En la capital estatal, Columbia, los manifestantes realizarán una marcha contra la bandera de guerra confederada, para muchos un símbolo del racismo todavía vigente en la región.
En una ceremonia en memoria de los nueve feligreses negros muertos por un supremacista blanco en una tradicional iglesia de Charleston, era evidente la indignación contra el despliegue de la bandera confederada en la capital, objeto de controversia desde hace años.
Los manifestantes planean reunirse al atardecer frente al edificio de la legislatura, donde permanece desplegada la bandera desde la época de la Guerra Civil. Solamente la legislatura puede decidir arriarla, según funcionarios estatales.
"Es hora de dejar atrás ese símbolo de la rebelión y el racismo y avanzar para restañar las heridas y hacia un Estados Unidos mejor", exhorta una petición en línea de la organización de izquierda MoveOn.org, que recogió 320.000 firmas hasta el momento.
Las banderas estadounidense y de Carolina del Sur fueron colocadas a media asta luego de la masacre del miércoles en la iglesia Africana Metodista Episcopal Emanuel, una de cuyas víctimas fue Clementa Pinckney, pastor y senador demócrata estatal.
Otra protesta se realizará en Charleston, lugar de la tragedia, convocada por el movimiento Black Lives Matter (Las vidas de los negros importan).
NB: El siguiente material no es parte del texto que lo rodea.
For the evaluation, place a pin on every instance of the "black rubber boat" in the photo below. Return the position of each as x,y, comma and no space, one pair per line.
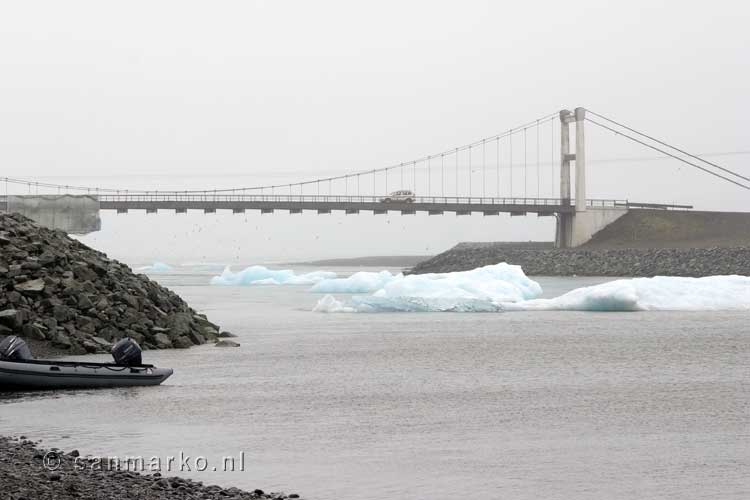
19,370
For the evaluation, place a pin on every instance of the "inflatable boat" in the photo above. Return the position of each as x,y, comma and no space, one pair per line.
19,370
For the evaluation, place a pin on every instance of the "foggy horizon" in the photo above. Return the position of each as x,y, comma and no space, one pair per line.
177,95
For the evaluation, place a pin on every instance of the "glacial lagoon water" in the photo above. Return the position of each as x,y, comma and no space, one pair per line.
516,405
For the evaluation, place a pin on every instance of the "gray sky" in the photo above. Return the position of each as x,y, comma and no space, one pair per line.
160,94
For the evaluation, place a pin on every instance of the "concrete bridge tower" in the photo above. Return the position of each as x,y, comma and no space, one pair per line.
576,228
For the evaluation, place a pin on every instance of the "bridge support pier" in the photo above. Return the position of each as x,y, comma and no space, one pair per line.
574,228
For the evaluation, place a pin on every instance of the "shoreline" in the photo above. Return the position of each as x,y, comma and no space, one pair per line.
23,474
582,261
402,261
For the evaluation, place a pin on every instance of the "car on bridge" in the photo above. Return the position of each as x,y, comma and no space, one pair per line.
403,195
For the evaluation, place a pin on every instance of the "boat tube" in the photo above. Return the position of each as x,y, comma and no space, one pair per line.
19,370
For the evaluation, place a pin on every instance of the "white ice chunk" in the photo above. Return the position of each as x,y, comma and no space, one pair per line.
260,275
156,267
482,289
660,293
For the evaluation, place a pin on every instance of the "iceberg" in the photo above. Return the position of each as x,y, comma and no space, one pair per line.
361,282
504,287
484,289
260,275
156,267
661,293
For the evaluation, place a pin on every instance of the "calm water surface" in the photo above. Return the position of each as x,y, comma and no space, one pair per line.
526,405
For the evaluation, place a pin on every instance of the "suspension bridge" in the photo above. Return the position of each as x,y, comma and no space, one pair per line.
528,169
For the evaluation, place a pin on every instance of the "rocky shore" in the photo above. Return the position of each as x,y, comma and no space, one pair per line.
24,476
539,260
64,297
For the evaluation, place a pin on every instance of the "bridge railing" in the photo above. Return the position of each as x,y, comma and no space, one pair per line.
291,198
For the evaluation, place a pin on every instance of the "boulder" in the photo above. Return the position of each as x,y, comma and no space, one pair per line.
162,341
226,343
31,287
183,342
32,332
13,318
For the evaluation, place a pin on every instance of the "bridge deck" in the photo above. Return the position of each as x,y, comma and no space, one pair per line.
350,204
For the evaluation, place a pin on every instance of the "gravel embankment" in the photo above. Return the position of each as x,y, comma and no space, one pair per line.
24,476
66,298
540,261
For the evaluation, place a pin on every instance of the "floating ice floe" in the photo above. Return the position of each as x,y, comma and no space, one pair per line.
156,267
506,288
661,293
259,275
479,290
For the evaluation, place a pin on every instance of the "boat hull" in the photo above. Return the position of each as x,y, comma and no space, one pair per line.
51,375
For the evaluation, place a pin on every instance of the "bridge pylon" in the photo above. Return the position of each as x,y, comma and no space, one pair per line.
577,227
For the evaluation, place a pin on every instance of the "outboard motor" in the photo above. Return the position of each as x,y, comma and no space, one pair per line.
14,348
127,352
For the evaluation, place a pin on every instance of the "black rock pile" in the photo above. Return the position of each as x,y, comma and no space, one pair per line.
30,473
56,290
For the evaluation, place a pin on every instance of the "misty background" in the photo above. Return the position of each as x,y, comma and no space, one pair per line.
185,94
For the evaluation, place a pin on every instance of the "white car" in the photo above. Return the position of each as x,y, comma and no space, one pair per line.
403,195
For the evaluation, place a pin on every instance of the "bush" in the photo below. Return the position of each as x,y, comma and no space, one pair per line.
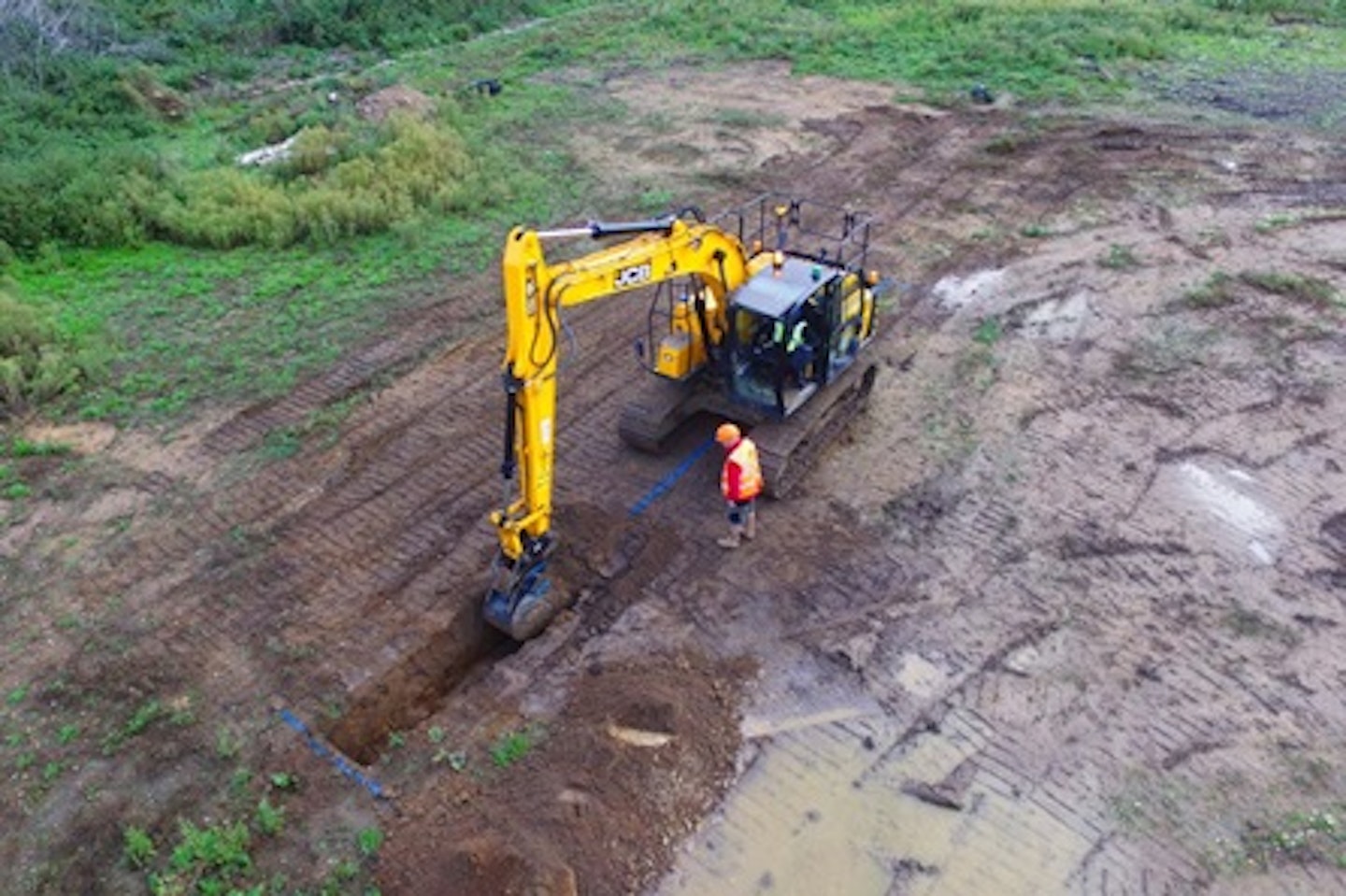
36,363
412,165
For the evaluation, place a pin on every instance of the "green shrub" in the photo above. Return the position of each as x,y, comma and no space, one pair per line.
413,165
36,363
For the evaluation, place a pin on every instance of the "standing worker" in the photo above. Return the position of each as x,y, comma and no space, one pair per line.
740,483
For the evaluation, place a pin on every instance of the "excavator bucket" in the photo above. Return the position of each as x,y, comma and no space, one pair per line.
523,602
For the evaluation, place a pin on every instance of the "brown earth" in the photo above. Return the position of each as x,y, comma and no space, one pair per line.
1060,615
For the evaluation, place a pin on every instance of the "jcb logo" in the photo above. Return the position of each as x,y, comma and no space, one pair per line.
633,276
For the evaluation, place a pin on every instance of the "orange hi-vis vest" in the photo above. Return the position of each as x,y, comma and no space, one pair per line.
750,473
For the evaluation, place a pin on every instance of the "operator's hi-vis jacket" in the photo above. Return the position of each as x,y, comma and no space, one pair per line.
740,476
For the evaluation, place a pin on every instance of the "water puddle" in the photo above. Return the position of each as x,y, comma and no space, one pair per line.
847,802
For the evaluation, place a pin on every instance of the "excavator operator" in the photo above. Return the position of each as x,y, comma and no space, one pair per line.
740,483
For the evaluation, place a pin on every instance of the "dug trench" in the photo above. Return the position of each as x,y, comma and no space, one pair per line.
600,568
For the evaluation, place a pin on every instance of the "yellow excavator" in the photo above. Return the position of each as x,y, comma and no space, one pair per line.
758,317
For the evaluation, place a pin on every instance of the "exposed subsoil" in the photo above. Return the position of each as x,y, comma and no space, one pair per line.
1085,554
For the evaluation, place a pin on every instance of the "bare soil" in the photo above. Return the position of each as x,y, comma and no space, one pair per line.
1061,614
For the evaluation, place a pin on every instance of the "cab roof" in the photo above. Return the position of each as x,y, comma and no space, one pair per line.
774,291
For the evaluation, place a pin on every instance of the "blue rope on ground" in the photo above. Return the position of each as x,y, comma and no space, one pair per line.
663,486
333,756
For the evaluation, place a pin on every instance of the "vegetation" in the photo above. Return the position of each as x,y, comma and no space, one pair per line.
158,272
513,746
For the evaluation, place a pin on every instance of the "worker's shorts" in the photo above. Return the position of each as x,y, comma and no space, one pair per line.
740,510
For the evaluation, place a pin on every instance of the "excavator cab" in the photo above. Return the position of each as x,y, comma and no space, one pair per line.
795,326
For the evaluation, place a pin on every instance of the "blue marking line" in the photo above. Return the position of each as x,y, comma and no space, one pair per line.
333,756
663,486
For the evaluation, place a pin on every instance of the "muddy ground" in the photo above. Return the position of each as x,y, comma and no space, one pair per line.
1062,614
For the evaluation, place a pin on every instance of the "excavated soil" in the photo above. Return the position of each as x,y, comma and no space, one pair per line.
1060,615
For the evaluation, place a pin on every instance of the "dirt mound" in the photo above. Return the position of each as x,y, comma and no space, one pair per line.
638,756
379,106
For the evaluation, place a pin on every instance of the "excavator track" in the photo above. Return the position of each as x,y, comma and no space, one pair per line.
789,448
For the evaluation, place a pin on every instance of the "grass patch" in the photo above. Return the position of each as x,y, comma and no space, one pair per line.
1217,292
1168,350
369,841
1311,291
216,284
1119,259
1299,837
141,718
513,746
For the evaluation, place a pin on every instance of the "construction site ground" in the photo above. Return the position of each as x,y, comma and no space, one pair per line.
1061,614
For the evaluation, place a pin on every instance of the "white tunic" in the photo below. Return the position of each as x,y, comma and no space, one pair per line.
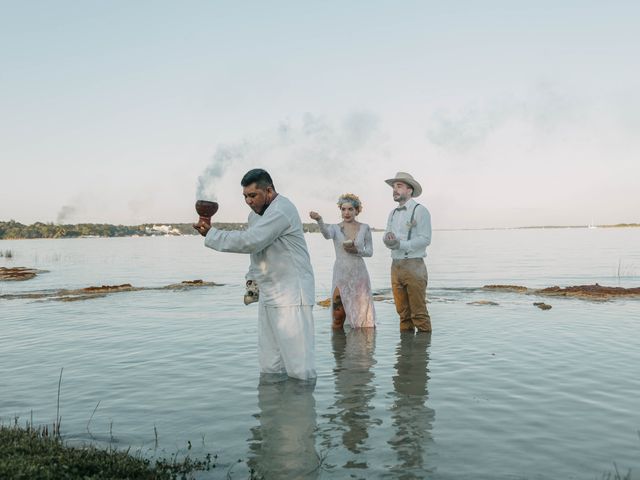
281,267
280,262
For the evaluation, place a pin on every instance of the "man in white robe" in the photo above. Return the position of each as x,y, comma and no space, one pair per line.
281,267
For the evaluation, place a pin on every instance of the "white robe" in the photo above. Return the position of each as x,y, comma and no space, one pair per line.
281,267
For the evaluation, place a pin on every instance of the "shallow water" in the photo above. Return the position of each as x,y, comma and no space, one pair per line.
506,391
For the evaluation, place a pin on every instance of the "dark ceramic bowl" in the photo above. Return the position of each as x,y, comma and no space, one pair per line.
206,209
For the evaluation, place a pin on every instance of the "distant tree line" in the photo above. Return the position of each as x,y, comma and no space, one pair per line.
16,230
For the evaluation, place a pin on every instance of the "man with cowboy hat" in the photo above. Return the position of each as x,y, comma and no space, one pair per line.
407,235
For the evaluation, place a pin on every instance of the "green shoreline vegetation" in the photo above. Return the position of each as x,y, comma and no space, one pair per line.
41,454
13,230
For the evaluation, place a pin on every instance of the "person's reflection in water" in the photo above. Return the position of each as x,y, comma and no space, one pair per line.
411,418
283,444
353,351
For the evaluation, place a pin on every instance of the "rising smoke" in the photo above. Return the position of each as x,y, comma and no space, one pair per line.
313,147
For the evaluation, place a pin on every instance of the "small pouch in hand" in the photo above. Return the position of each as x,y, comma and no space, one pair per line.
252,293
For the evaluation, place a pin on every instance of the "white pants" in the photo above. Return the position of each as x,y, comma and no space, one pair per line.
286,341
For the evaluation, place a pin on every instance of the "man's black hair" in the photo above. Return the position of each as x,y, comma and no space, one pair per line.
260,177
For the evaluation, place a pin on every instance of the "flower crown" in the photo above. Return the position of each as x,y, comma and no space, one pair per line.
352,199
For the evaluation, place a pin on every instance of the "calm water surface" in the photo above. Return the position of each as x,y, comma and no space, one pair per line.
496,392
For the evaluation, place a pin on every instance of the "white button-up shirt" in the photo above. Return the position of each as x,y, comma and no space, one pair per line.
280,262
399,222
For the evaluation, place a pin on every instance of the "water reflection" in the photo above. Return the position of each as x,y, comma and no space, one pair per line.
352,411
282,446
412,419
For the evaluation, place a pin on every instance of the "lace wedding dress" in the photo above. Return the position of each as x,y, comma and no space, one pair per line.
350,275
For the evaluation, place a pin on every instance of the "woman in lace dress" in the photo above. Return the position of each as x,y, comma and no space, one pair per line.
351,286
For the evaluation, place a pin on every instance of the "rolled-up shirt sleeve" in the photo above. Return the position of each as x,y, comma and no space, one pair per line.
420,233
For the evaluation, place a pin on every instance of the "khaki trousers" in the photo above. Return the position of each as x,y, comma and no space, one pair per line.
409,284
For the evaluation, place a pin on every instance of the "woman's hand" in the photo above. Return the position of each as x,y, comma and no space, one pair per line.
391,241
315,216
350,247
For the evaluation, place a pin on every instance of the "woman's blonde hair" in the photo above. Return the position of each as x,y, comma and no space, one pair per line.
352,199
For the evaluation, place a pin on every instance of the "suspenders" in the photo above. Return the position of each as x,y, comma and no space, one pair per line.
413,212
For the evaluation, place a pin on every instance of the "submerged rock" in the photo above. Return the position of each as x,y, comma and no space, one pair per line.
482,302
18,273
65,295
590,291
542,305
587,292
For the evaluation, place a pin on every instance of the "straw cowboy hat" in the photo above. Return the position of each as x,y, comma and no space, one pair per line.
404,177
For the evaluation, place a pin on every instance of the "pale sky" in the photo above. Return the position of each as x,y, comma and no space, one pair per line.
509,113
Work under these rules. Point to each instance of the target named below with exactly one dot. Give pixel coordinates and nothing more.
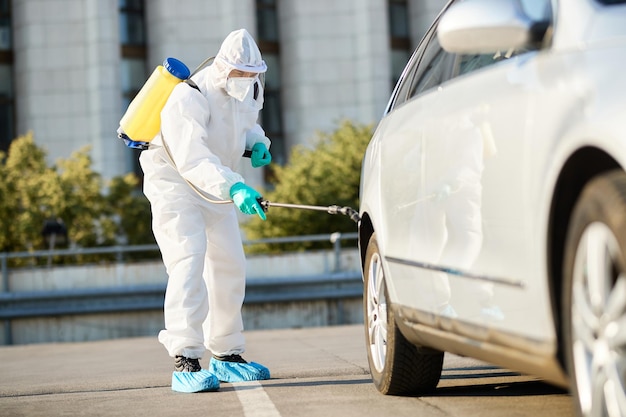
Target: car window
(434, 68)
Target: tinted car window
(434, 68)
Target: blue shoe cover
(238, 372)
(194, 381)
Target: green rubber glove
(247, 199)
(260, 155)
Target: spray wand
(334, 209)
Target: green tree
(327, 174)
(32, 193)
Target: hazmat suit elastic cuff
(253, 137)
(229, 180)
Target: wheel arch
(366, 230)
(580, 168)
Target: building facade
(69, 68)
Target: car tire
(594, 297)
(397, 366)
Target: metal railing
(31, 304)
(119, 251)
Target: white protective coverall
(206, 132)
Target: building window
(133, 63)
(268, 41)
(399, 36)
(7, 103)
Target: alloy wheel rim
(377, 313)
(599, 323)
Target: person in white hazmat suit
(204, 133)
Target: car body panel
(459, 183)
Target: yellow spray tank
(142, 120)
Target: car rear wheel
(594, 299)
(397, 366)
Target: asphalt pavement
(318, 371)
(128, 377)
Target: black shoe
(183, 364)
(230, 358)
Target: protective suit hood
(238, 51)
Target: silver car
(493, 201)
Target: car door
(459, 219)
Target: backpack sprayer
(142, 122)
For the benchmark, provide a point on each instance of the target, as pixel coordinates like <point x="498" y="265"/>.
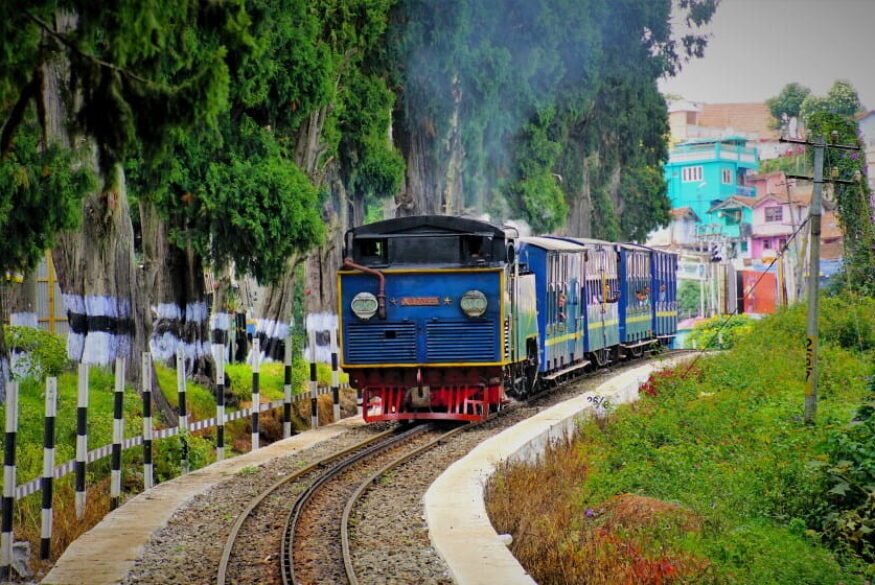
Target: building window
<point x="691" y="174"/>
<point x="774" y="214"/>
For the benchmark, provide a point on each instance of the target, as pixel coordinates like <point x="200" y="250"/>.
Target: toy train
<point x="443" y="317"/>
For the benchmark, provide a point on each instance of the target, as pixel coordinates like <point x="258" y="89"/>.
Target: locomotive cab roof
<point x="440" y="240"/>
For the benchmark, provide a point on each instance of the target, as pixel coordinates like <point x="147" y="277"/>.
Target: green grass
<point x="728" y="443"/>
<point x="199" y="400"/>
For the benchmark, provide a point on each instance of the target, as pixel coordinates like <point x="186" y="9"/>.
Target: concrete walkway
<point x="105" y="554"/>
<point x="455" y="510"/>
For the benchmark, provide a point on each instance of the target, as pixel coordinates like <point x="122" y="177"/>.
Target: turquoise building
<point x="703" y="173"/>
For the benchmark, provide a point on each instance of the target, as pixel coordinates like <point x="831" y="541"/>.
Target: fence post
<point x="81" y="439"/>
<point x="48" y="478"/>
<point x="8" y="479"/>
<point x="118" y="433"/>
<point x="335" y="378"/>
<point x="148" y="479"/>
<point x="183" y="409"/>
<point x="287" y="387"/>
<point x="219" y="356"/>
<point x="314" y="389"/>
<point x="256" y="395"/>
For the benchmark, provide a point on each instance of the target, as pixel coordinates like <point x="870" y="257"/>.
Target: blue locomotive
<point x="442" y="317"/>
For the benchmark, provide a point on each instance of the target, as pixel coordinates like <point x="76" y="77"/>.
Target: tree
<point x="841" y="99"/>
<point x="111" y="78"/>
<point x="501" y="106"/>
<point x="788" y="101"/>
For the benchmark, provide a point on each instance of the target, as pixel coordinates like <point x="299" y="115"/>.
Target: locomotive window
<point x="424" y="250"/>
<point x="371" y="251"/>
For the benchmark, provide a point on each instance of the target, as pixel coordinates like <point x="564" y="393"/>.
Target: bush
<point x="845" y="512"/>
<point x="719" y="332"/>
<point x="46" y="353"/>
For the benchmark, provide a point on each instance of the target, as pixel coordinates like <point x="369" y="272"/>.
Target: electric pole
<point x="814" y="218"/>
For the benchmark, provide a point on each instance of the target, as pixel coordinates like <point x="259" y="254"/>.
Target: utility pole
<point x="814" y="219"/>
<point x="813" y="276"/>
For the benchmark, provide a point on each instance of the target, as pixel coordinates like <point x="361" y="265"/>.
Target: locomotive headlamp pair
<point x="364" y="305"/>
<point x="473" y="303"/>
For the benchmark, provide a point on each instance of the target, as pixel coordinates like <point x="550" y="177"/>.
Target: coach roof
<point x="423" y="224"/>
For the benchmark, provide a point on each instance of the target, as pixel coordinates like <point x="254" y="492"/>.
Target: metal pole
<point x="287" y="387"/>
<point x="181" y="391"/>
<point x="48" y="478"/>
<point x="314" y="388"/>
<point x="813" y="275"/>
<point x="146" y="375"/>
<point x="256" y="391"/>
<point x="335" y="377"/>
<point x="9" y="479"/>
<point x="81" y="439"/>
<point x="219" y="356"/>
<point x="118" y="434"/>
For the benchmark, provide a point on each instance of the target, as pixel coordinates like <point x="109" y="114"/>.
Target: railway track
<point x="320" y="475"/>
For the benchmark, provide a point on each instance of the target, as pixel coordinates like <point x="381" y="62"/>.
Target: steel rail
<point x="347" y="511"/>
<point x="221" y="576"/>
<point x="287" y="565"/>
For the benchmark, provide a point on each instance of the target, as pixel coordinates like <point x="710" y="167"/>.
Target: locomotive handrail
<point x="381" y="295"/>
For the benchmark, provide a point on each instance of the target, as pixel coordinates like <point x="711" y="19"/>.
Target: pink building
<point x="774" y="218"/>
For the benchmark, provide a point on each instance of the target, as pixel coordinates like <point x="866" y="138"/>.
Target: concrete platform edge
<point x="105" y="554"/>
<point x="455" y="510"/>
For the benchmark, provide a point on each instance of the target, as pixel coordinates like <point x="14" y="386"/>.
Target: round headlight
<point x="364" y="305"/>
<point x="473" y="303"/>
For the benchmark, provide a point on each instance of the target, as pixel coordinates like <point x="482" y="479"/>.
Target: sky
<point x="758" y="46"/>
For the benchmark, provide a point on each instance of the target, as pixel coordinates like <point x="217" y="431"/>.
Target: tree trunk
<point x="174" y="279"/>
<point x="95" y="264"/>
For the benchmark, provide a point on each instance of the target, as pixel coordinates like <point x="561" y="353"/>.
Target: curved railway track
<point x="336" y="465"/>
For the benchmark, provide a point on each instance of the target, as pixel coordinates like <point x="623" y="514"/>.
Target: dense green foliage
<point x="719" y="332"/>
<point x="853" y="201"/>
<point x="788" y="101"/>
<point x="554" y="102"/>
<point x="46" y="353"/>
<point x="726" y="441"/>
<point x="40" y="191"/>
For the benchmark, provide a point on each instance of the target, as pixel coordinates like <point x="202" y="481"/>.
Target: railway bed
<point x="390" y="543"/>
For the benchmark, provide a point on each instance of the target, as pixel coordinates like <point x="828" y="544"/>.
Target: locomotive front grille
<point x="462" y="341"/>
<point x="372" y="343"/>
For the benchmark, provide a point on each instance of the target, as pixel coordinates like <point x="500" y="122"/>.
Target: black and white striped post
<point x="183" y="408"/>
<point x="256" y="392"/>
<point x="118" y="434"/>
<point x="148" y="469"/>
<point x="335" y="377"/>
<point x="8" y="479"/>
<point x="314" y="389"/>
<point x="81" y="439"/>
<point x="287" y="388"/>
<point x="219" y="356"/>
<point x="48" y="478"/>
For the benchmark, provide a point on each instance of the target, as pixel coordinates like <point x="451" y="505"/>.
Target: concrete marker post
<point x="314" y="389"/>
<point x="182" y="407"/>
<point x="118" y="434"/>
<point x="148" y="477"/>
<point x="48" y="477"/>
<point x="81" y="439"/>
<point x="220" y="402"/>
<point x="335" y="377"/>
<point x="256" y="392"/>
<point x="6" y="536"/>
<point x="287" y="388"/>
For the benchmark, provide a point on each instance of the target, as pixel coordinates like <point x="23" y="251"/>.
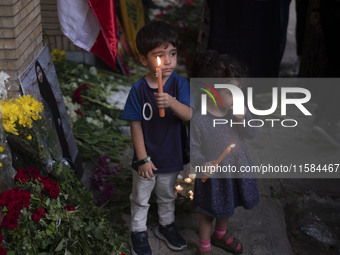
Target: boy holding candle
<point x="159" y="142"/>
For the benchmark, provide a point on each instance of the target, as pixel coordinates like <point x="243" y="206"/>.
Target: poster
<point x="40" y="80"/>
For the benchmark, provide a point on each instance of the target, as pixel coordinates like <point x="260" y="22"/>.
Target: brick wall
<point x="20" y="35"/>
<point x="50" y="23"/>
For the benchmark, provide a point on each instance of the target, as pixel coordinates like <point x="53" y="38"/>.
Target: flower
<point x="69" y="208"/>
<point x="3" y="80"/>
<point x="51" y="188"/>
<point x="20" y="112"/>
<point x="11" y="220"/>
<point x="2" y="251"/>
<point x="24" y="175"/>
<point x="38" y="213"/>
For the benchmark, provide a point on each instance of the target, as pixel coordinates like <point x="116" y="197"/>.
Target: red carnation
<point x="69" y="208"/>
<point x="38" y="213"/>
<point x="11" y="220"/>
<point x="2" y="251"/>
<point x="21" y="176"/>
<point x="51" y="188"/>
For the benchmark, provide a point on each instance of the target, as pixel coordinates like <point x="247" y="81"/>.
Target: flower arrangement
<point x="20" y="113"/>
<point x="31" y="139"/>
<point x="53" y="215"/>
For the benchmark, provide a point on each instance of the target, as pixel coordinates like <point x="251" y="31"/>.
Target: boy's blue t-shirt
<point x="165" y="138"/>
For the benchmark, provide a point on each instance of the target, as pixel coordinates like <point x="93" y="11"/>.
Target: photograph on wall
<point x="40" y="81"/>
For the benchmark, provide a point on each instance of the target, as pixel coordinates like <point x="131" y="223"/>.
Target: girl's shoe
<point x="205" y="252"/>
<point x="222" y="243"/>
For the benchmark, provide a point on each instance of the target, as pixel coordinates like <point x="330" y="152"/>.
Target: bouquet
<point x="39" y="216"/>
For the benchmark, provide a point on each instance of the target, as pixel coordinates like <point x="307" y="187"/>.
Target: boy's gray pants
<point x="164" y="185"/>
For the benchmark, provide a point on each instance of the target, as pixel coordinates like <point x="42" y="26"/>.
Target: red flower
<point x="1" y="237"/>
<point x="38" y="213"/>
<point x="15" y="199"/>
<point x="69" y="208"/>
<point x="160" y="14"/>
<point x="51" y="188"/>
<point x="11" y="220"/>
<point x="21" y="176"/>
<point x="2" y="251"/>
<point x="190" y="2"/>
<point x="5" y="197"/>
<point x="79" y="112"/>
Dylann Roof, de 21 años, fue acusado formalmente el viernes de nueve cargos de asesinato por el ataque, mientras las autoridades federales investigan la matanza como un posible acto de "terrorismo doméstico".
La masacre ha reavivado también el debate sobre el control de armas en Estados Unidos, con un claramente frustrado presidente Barack Obama llamando nuevamente a una mayor regulación en la venta de armas de fuego para evitar este tipo de "muertes sin sentido".
Parientes afligidos de las nueve víctimas expresaron con la voz quebrada su tristeza pero dijeron también "perdonar" a Roof, durante una audiencia en un tribunal en Charlestone en la que se ordenó su detención sin fianza.
Emily Pierce, vocera del Departamento de Justicia, dijo el viernes que las autoridades están investigando este crimen desde todos sus ángulos.
"Sin duda este episodio desgarrador fue perpetrado para infundir miedo y terror entre la comunidad y el Departamento (de Justicia) está investigando este crimen (...) tanto como un crimen de odio como un acto de terrorismo doméstico", dijo.
La gobernadora de Carolina del Sur, Nikki Haley, dijo el viernes que Roof debía ser condenado a muerte si era declarado culpable. La pena capital es legal en este estado.